Notre atelier de formation a également été enrichi par diverses personnes expérimentées parmi lesquelles il y avait ceux qui ont participé au synode panamazonien, ceux qui ont travaillé dans la structure des Nations Unies et un représentant du Dicastère pour la promotion du développement humain intégral. S’appuyant sur leurs expériences personnelles et leur familiarité avec différents programmes et ressources, ils ont donné une perspective très unique sur le monde tel qu’il est en comparaison avec le monde tel qu’il devrait être. L’enseignement social de l’Église, les objectifs de développements durables des Nations Unies, la charte de la terre et la Déclaration des droits de l’homme sont des ressources que les promoteurs de JPIC devraient utiliser pour répondre aux situations respectives où qu’ils se trouvent.

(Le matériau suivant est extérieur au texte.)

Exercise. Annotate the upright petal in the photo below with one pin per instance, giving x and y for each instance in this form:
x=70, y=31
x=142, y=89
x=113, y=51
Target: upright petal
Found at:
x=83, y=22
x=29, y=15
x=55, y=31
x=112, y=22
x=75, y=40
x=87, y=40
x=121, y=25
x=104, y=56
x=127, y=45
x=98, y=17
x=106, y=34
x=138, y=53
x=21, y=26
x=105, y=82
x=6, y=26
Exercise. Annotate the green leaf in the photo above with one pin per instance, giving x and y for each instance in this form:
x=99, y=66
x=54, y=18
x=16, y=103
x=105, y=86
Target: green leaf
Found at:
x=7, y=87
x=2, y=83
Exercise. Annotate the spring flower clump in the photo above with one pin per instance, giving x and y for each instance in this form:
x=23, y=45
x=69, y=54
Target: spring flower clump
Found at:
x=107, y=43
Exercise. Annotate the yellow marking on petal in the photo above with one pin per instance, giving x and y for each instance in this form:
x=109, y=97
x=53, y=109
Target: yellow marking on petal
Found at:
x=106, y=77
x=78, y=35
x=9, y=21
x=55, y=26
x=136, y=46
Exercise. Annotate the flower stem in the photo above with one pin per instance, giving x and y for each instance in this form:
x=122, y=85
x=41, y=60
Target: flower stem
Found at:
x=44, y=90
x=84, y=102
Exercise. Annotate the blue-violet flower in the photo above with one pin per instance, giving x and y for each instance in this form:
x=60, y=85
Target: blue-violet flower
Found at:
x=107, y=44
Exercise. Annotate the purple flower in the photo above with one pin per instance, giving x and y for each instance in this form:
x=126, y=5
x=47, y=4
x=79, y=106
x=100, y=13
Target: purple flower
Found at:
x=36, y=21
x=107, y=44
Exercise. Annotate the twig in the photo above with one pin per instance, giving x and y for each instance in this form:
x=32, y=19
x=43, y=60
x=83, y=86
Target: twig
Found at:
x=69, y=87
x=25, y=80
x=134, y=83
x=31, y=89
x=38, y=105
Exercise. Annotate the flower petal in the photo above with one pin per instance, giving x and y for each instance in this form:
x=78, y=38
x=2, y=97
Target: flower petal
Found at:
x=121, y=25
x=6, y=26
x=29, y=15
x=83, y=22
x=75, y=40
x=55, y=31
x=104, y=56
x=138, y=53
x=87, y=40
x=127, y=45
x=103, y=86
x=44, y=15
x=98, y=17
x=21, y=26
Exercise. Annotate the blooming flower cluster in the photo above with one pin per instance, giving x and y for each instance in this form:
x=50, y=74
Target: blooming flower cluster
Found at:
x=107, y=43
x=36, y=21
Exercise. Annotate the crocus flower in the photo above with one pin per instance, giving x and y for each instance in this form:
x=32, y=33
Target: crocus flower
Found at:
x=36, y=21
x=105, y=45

Le physicien allemand Albert Einstein a dit une fois : « vous ne pouvez pas résoudre un problème à partir de la même conscience qui l’a créé ». Attendre des gouvernements politiques et des sociétés commerciales multinationales de se soucier des pauvres et de notre planète ne fera que nous plonger dans le désespoir et l’incertitude. Et d’ailleurs, les efforts et les actions menés par les activistes pour changer le monde afin d’en faire un meilleur endroit pour tous et pour la nature ont toujours rencontré des résistances, des reculs et même des attaques, car ils sont nombreux ceux qui profitent de la misère humaine.

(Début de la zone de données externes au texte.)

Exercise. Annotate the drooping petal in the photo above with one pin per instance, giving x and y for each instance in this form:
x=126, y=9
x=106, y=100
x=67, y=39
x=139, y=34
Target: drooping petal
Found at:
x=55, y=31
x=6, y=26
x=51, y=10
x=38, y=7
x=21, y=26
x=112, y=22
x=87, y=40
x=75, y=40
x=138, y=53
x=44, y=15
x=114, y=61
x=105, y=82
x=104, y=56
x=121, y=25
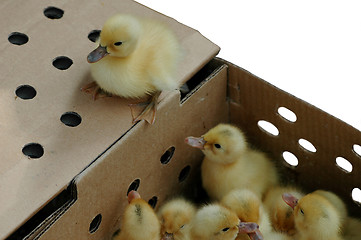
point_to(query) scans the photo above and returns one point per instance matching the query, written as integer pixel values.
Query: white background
(311, 49)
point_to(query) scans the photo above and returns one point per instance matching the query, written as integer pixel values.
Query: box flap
(28, 183)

Par contre, le monde est en train d’être inspiré par de jeunes voix comme la jeune suédoise de 16 ans, Greta Thunberg Eleonora Ernman, une militante et défenseuse de l’environnement climatique. Elle est l’expression de la nécessité de trouver de nouvelles façons de faire face à la résistance et au sabotage de certains leaders du monde.
Comme nous réfléchissions sur cette réalité mixte, nous tous, participants dans cette formation, avons convenu que la JPIC devait faire partie de notre formation à tous les niveaux : Prénoviciat, noviciat, philosophie, théologie, stage et formation permanente. Un panéliste a observé que nos programmes de formation enseignent aux futurs prêtres comment écrire de belles homélies, mais échouent lamentablement à fournir une formation solide et critique sur la JPIC, en particulier en ce qui concerne les problèmes réels, douloureux et souvent complexes que les personnes que nous servons font face quotidiennement. Pour établir le règne du Christ et créer un monde meilleur, non seulement devons-nous être la voix des sans-voix et la conscience de notre société, mais surtout, nous devons être les instruments d’un développement humain intégral. La JPIC doit faire partie intégrante de toute notre mission, notre charisme, notre projet missionnaire, notre ministère et notre mode de vie, et non pas une tâche secondaire. Si nous sommes vraiment sérieux à ce sujet, alors, en tant que Provinces CICM, nous devrions volontairement, nommer un confrère à temps plein pour coordonner notre engagement dans la JPIC.
Nous invitons tous les confrères à lire nos articles à propos de JPIC dans les numéros de Chronica et à visiter le site web JPIC qui est en cours de lancement pour créer un réseau entre les confrères.
Nous tenons à remercier le Vicaire général Adorable Castillo, coordinateur du bureau JPIC et le Gouvernement général pour l’invitation. Nous remercions également la communauté du Collegio Missionario CICM pour son hospitalité pendant notre séjour dans la Ville Éternelle.